The DEC has already conducted two Interim Remedial Measures (IRMs) with the removal of contaminated soil to restricted residential Soil Cleanup Objectives (SCOs), and covering affected areas with clean soil in two IRM areas. To date, the site has tested positive several times since 2000 for toxic lead levels, defined as over 400 parts per million in bare soil in areas where children may play by the Environmental Protection Agency, prompting

The new proposal includes institutional controls which will regulate the site's uses to minimize risky behavior that could incur harm from any remaining pollution, including a groundwater use restriction and land use restriction, in addition to regularly scheduled site reviews and an operation and maintenance plan. Engineering controls, which take the form of physical barriers to contain the contamination, include the soil cover system that was already trucked in several years ago. Further engineering controls have not yet been specified by the DEC.
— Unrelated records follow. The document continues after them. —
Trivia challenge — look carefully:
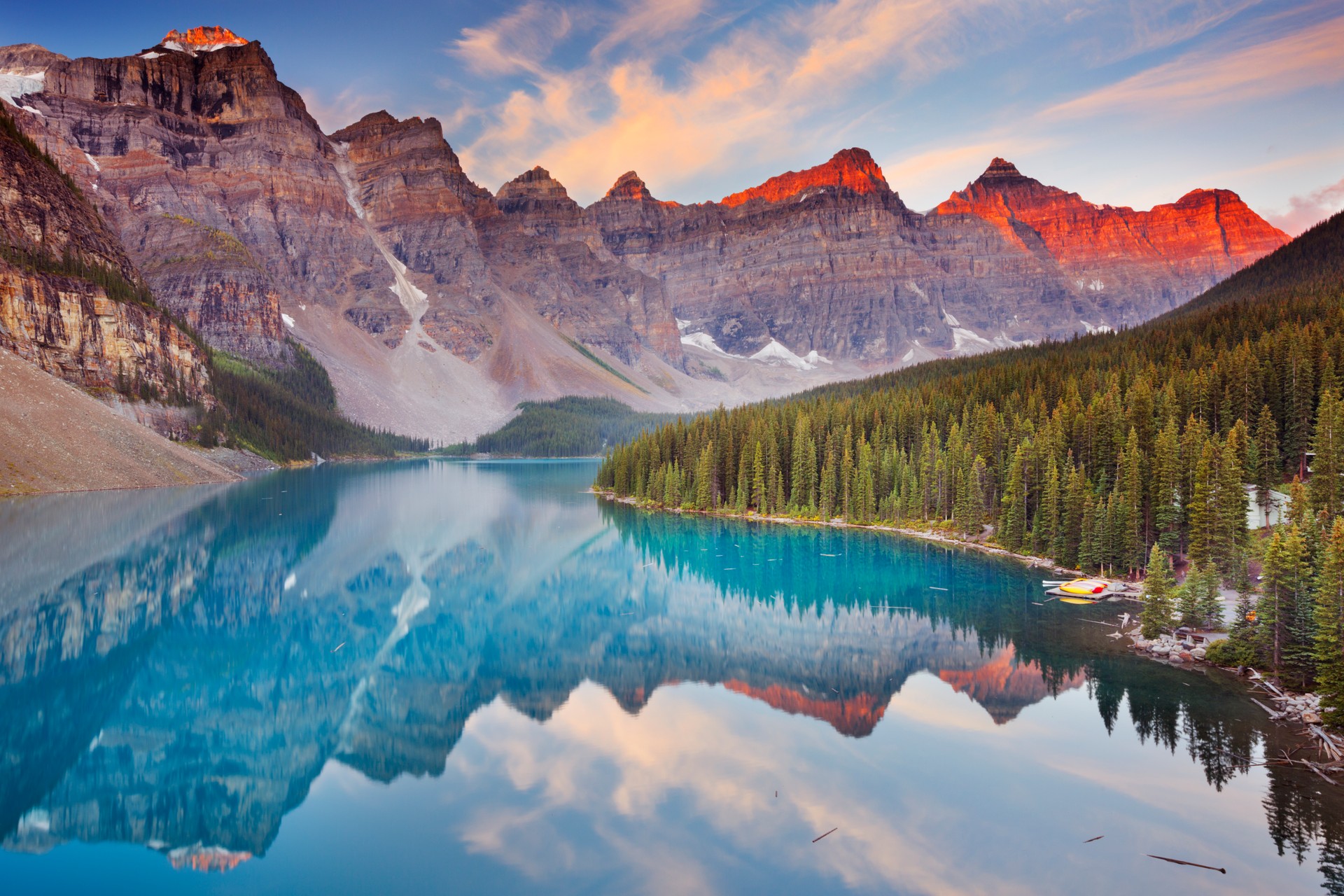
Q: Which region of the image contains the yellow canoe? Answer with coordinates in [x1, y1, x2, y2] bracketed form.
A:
[1059, 579, 1110, 594]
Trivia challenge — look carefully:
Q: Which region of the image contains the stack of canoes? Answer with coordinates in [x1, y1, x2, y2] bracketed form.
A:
[1042, 579, 1125, 603]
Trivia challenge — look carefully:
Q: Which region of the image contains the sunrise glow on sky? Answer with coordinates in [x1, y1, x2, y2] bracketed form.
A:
[0, 0, 1344, 232]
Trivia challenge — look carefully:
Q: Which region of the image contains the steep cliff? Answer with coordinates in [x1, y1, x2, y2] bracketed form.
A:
[0, 27, 1286, 440]
[930, 158, 1289, 316]
[0, 36, 684, 440]
[0, 111, 210, 402]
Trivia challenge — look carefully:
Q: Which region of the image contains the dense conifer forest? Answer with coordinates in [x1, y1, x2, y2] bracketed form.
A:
[596, 215, 1344, 698]
[200, 342, 430, 461]
[444, 395, 676, 456]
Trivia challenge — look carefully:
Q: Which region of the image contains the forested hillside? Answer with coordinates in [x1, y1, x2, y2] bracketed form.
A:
[596, 215, 1344, 693]
[200, 342, 428, 461]
[444, 395, 676, 456]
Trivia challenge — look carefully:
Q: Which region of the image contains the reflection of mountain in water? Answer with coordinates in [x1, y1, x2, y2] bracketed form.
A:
[938, 645, 1087, 725]
[0, 463, 1344, 892]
Gary Priscott, of the DEC, said a No Further Action order wouldn't necessarily preclude the department from confronting any harmful levels of lead or other contaminants that are detected in the future, but that the research they have conducted shows the soil in most areas of the site is currently meeting the desired SCOs. At this point, Priscott said, the proposed site management plan should be able to effectively handle foreseeable challenges. Either way, Priscott and the DEC's fact sheet stated the public comments received about the order will be considered before the Record of Decision is released.
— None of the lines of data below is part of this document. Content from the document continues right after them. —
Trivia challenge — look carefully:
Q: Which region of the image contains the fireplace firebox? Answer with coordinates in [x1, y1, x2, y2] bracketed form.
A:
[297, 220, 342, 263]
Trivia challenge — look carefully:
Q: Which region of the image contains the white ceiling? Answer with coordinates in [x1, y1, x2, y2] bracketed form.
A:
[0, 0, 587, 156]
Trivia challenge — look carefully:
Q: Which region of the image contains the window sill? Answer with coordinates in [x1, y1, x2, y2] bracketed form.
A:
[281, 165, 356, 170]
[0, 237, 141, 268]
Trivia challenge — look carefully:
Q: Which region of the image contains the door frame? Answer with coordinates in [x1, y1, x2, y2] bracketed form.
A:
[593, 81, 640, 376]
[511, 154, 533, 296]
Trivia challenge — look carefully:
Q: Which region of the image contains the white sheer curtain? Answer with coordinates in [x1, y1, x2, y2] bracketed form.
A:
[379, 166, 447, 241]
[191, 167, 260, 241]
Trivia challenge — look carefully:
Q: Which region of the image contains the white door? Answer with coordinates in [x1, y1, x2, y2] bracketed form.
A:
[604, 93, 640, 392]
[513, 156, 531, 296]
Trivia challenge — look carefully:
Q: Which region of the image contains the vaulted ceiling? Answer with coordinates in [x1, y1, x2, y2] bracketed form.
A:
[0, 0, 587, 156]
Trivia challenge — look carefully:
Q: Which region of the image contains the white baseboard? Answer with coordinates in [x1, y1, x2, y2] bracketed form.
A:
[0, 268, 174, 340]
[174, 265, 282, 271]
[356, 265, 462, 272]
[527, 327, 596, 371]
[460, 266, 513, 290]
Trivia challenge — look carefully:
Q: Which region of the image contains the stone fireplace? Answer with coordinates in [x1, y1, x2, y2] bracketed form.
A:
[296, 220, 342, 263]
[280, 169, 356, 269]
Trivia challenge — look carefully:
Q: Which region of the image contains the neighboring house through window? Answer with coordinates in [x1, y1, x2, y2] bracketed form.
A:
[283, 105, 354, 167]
The most vocal critic of the proposal was local environmental activist Walter Hang, the president of Toxics Targeting who led the initial charge to clean up the site in 2000 after discovering the contamination. After millions of federal and state clean-up dollars, years of delays and several different clean-up initiatives, Hang once again made waves in 2015 by releasing EPA documents that still declared Ithaca Falls an "imminent and substantial endangerment to public health and welfare," according to the Ithaca Journal.

He urged Priscott to withdraw the No Further Action order, saying there is too much left to be done to allow complacency with what's been accomplished so far.
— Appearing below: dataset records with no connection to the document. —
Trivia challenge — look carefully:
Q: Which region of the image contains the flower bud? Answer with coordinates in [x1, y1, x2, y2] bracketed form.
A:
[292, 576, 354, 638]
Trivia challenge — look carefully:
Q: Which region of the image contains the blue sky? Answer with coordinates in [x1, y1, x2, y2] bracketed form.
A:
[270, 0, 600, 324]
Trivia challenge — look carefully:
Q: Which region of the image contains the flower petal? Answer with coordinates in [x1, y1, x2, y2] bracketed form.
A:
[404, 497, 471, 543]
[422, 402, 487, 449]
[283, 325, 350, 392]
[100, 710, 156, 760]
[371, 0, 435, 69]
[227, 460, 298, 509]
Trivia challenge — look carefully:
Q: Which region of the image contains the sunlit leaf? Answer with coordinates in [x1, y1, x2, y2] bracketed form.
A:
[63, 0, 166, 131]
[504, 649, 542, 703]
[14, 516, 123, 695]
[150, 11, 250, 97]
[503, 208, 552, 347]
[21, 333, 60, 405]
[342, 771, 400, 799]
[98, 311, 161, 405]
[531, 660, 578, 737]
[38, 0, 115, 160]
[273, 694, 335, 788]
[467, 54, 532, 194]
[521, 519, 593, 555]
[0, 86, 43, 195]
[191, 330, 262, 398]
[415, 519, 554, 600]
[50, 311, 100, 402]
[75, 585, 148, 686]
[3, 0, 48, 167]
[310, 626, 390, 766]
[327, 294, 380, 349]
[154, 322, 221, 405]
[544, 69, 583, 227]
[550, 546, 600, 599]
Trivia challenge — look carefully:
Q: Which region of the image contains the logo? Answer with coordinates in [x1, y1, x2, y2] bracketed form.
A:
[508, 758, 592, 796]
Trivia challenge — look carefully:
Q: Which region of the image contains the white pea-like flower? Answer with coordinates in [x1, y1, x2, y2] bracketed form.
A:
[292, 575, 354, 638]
"A No Further Action shouldn't be warranted until this matter really gets fully resolved, " Hang said to Priscott during the meeting. "We need to continue to remove the pollution."

Hang's comments at the meeting came just hours after he was standing at the base of Ithaca Falls, berating the job done by the DEC and the City of Ithaca to properly rid the Ithaca Gun site of lead materials entirely at one time, allowing residual lead to recontaminate parts of the area that had already been cleaned. For emphasis, Hang collected a jar of spent shotgun shells that had been dumped by the gun manufacturer near the site throughout the years to show the shoddiness of the clean-up process so far.

Hang said he would now be renewing a written request for help from the Environmental Protection Agency, particularly in light of new criteria for the agency's Hazard Rankings which now include Soil Vapor Intrusions, a problem often associated with the gun factory site.

Alderperson Cynthia Brock also attended as a member of the public, and expressed frustration at the stagnation of the clean up after so much time, especially, she said, since the problems have seemed so widely acknowledged.

The public comment period will be open until July 17. No more public meetings have been announced, and anyone wanting to voice their opinion can contact the DEC.